1) What kind of training do I need regarding culture awareness? 
2) What do I need to know regarding education for my children? 
3)What should be aware of regarding safety for my family and me? 

Thanks


----------



## b11jes (Nov 16, 2014)

Austin85 said:


> Hey everyone,
> I am moving to Kuwait to work for an oil company. Could you please help me by answering some questions?
> 
> 1) What kind of training do I need regarding culture awareness?
> ...


Austin

Here is an extract from US Embassy message to US citizens registered on STEP

"The Department of State urges U.S. citizens living overseas or planning to travel abroad to enroll in the Smart Traveler Enrollment Program (STEP). When you enroll in STEP, we can keep you up to date with important safety and security announcements. Enrolling will also make it easier for the Embassy to contact you in the event of an emergency. You should remember to keep all of your information in STEP up to date; it is particularly important when you enroll or update your information to include a current phone number and e-mail address.
As the Department of State continues to develop information on potential security threats to U.S. citizens overseas, it shares credible threat information through its Consular Information Program documents, including Travel Warnings, Travel Alerts, Country Specific Information, and Emergency and Security Messages, all of which are available on the Bureau of Consular Affairs website at "

Can't give you a URL as they are blocked in this message.

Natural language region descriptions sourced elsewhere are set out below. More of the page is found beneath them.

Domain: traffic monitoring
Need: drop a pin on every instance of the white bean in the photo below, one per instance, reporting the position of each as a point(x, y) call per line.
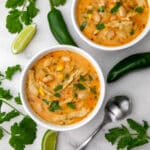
point(97, 17)
point(109, 34)
point(122, 11)
point(48, 78)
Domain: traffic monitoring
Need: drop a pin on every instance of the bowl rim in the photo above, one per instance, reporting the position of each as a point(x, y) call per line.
point(102, 47)
point(41, 121)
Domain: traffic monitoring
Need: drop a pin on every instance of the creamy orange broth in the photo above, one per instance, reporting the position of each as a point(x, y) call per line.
point(62, 87)
point(112, 22)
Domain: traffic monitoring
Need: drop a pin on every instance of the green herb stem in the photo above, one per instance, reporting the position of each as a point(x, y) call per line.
point(51, 4)
point(24, 5)
point(4, 130)
point(13, 107)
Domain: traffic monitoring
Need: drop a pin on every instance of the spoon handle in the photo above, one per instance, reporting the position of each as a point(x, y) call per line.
point(85, 143)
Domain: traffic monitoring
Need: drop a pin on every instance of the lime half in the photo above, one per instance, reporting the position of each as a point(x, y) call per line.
point(23, 38)
point(49, 140)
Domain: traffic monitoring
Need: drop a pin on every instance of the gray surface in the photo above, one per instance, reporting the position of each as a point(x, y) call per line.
point(136, 85)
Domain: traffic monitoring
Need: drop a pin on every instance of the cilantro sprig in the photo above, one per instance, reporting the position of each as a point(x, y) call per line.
point(128, 139)
point(24, 132)
point(10, 71)
point(21, 13)
point(58, 2)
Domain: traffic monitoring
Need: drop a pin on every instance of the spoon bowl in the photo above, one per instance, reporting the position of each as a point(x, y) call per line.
point(118, 107)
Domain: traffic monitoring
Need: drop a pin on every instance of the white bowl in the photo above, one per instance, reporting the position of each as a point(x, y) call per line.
point(34, 116)
point(101, 47)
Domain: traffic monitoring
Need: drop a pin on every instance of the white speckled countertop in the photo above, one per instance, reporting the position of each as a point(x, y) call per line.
point(136, 85)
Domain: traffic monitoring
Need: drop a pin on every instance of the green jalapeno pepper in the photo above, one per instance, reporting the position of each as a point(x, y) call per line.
point(58, 26)
point(129, 64)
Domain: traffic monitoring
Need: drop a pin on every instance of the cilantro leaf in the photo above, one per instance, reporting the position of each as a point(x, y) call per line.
point(57, 95)
point(80, 86)
point(1, 133)
point(100, 26)
point(124, 141)
point(8, 116)
point(14, 3)
point(18, 100)
point(116, 7)
point(11, 71)
point(129, 139)
point(46, 101)
point(58, 2)
point(5, 94)
point(71, 105)
point(13, 22)
point(83, 25)
point(23, 133)
point(54, 106)
point(115, 133)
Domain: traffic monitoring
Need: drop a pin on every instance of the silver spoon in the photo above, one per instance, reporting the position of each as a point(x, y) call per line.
point(117, 108)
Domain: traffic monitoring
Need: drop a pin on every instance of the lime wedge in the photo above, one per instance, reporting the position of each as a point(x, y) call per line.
point(23, 38)
point(49, 140)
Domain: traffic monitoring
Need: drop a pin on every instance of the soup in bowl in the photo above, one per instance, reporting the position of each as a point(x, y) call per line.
point(111, 24)
point(62, 88)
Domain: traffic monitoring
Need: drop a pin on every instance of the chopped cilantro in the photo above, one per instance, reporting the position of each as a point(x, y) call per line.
point(139, 9)
point(46, 101)
point(57, 94)
point(116, 7)
point(71, 105)
point(58, 87)
point(80, 86)
point(93, 90)
point(11, 71)
point(23, 133)
point(101, 8)
point(83, 26)
point(54, 106)
point(82, 78)
point(100, 26)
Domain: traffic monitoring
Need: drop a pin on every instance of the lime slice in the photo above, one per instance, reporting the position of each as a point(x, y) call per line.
point(23, 38)
point(49, 140)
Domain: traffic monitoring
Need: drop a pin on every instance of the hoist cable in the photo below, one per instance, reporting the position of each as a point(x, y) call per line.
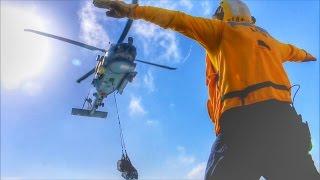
point(123, 145)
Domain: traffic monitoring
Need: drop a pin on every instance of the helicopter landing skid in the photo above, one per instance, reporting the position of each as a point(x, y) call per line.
point(88, 113)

The embassy are very helpful in giving guidance and you should find a very supportive community in this country. The environment is generally a very dry climate compared to humidity of UAE with Jan/Feb some rain.

Driving can be a shock to start but keep it defensive and non aggressive and you should be fine. Locals are typically friendly but inquisitive. Learn a few basic Arabic greetings and this will go a long way to being accepted. search on livingq8 or livinq8 and there is a decent e-news site to help you.

:welcome:


----------



## Expat_Forever (Nov 19, 2014)

Austin85 said:


> Hey everyone,
> I am moving to Kuwait to work for an oil company. Could you please help me by answering some questions?
> 
> 1) What kind of training do I need regarding culture awareness?
> ...


1)Kuwait is a muslim country, hence the culture is very conservative. Although the women can wear what they like.. but there is a lot of ever-teasing, rapes. Just open the newspaper and read. Expats are often treated as second-class.

2)For education you should be fine, if u send ur kids to a western school. 

3)Its safe in general, but a lot of racism.


----------



## DJ3 (May 27, 2015)

Hi,

I would like to know if anyone can give me about the working condition in Wafra Oil Field? What's average time to reach to Kuwait City?

Appreciate some feedbacks.

Thanks.


----------